The company also plans to launch new products next year to help restaurants diversify plant-based seafood on menus.
“We started with Tunato because we wanted a product that could substitute a very problematic fish, tuna. The fishing practices of tuna are extremely harmful and the fish itself can pose dangers to consumers such as high levels of heavy metals and microplastics,” explains Speyer.
Fish alternatives manufacturers are realizing the potential to alleviate consumers’ health concerns. Achieving that via either safer plant-based ingredients or through the controlled environments found in labs, such as with cultured seafood, in a bid to attract new customers.
Pearlita, a cell-based mollusks market player, is working toward developing food poisoning-proof oysters.
Mimic Seafood offers a clean label, five ingredients, tomato-centered sushi with olive oil, algae, soy sauce and a spice blend.
“Tomatoes and raw tuna actually share around 100 flavor and aroma components, but we need to modify the tomatoes to achieve a taste and mouthfeel that resembles tuna. We use ingredients such as organic seaweed for this,” she notes.
Fish is a staple food of Southern Europe and North Africa Mediterranean diet. However, Mimic Foods thinks that there is a market for plant-based alternatives to seafood.
“Many consumers in Mediterranean countries actively seek healthier ways to eat good food. As with many other new food categories, the first consumers we see embracing plant-based seafood are the younger consumers in urban areas such as Madrid, Barcelona and Valencia,” Speyer explains.
Not depending on fish, simple ingredient lists are key to avoid supply chain issues. Product reformulation toward simple, clean label recipes has been a trend this year, next to local sourcing of ingredients.

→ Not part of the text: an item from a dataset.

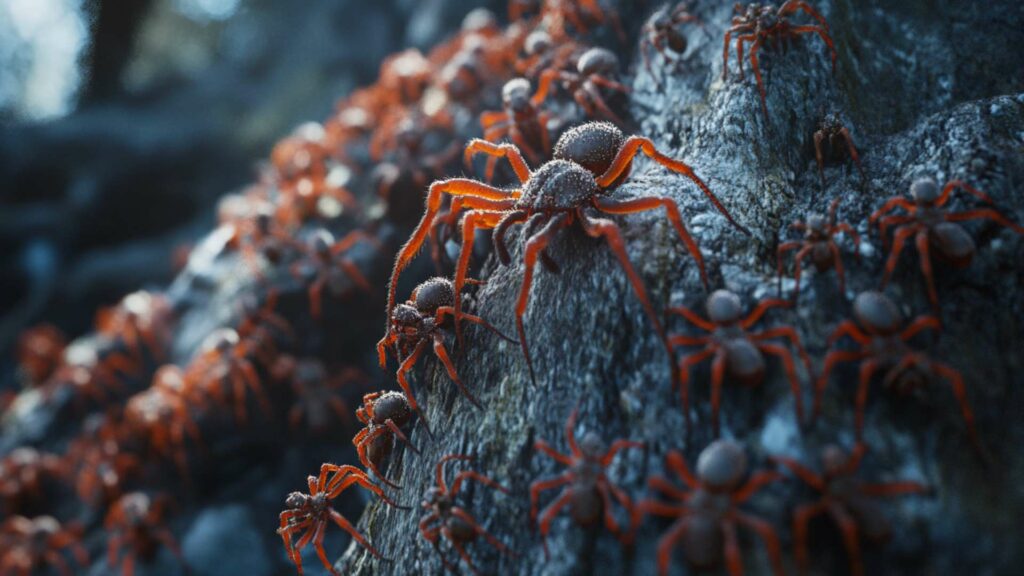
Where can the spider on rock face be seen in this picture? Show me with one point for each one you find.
(589, 161)
(761, 24)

“We source most of our ingredients from family farms in Spain. Our network is based on very strong partnerships that allow us to trust our supply chain fully,” she notes.
Eel and even burgers
Aubergeel, an aubergine substitute to eel, is the latest incorporation of Mimic Foods to its catalog. Made of Japanese eggplant, soy, mirin, sake, whole cane sugar, rice vinegar, sesame oil and cornstarch flour, it provides a more complex formulation than its tuna recipe, but uses the same technique to recreate the eel flavor.

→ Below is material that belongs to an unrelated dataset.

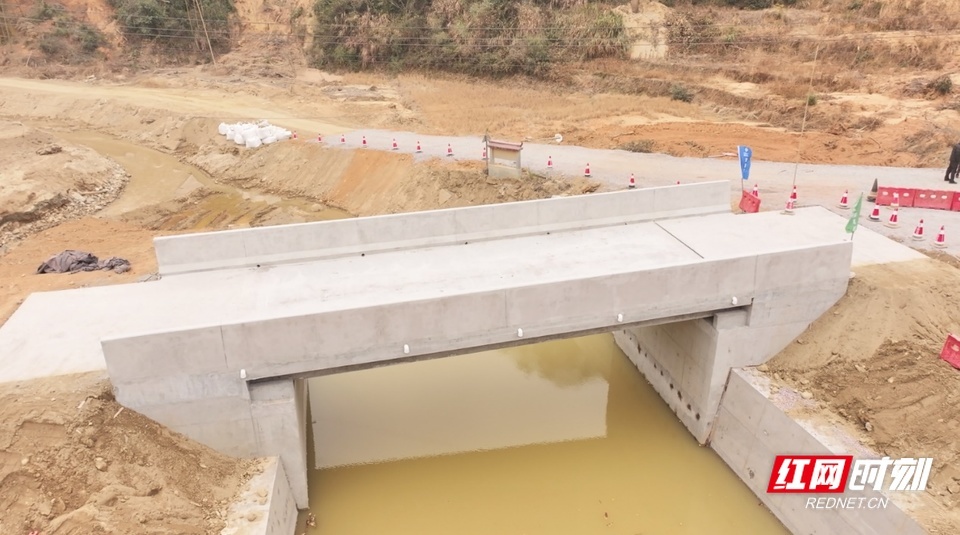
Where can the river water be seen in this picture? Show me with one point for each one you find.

“It is a perfect substitute for marinated eel in dishes such as sushi or poke bowls,” notes the company.
Additionally, it can imitate Danish dishes such as smørrebrød, according to Speyer, a native of the nordic country.
“The launch of AubergEel coincides perfectly with the opening of our new, large-scale facility in Motril,Spain. We are ready to increase production to several hundred kilos per day and will be able to expand around the European markets at a much faster pace than before,” highlights the business.
Furthermore, Tunato is a versatile ingredient that can be used in burgers as it adds both depth and flavor and a “refreshing umami note” that pairs “with virtually everything.”
The future of seafood
Industry’s conviction about the marketability of cell-based seafood has led to significant firsts for the sector, including “ocean-free” cultured oysters, shrimp and even 3D printed fish.
“Conventional seafood production has reached its limits as more than 90% of edible fish stocks are exploited to maximum levels, which poses a serious threat to marine ecosystems,” Sebastian Rakers, CSO and co-founder of Bluu Seafood, told FoodIngredientsFirst.
Bluu Seafood is working toward bringing the first market-ready cultured seafood products. Presenting its fish fingers and fish balls, last week, which contain cultured protein as their main ingredient.
Cell-based shrimp manufacturer CellMEAT detailed its ambition to bring its flagship Dokdo cell-based shrimp to markets in South Korea, the US and Singapore by 2024.
However, South Korea has not yet approved a definition for cultivated meat, which explains CellMEAT’s target to first release its products in Singapore, the first country in the world to approve cell-based products.
Meanwhile, in the 3D printing camp, an international food tech company has signed a memorandum of understanding with Umami Meats for the joint development of 3D-printed cultured structured seafood.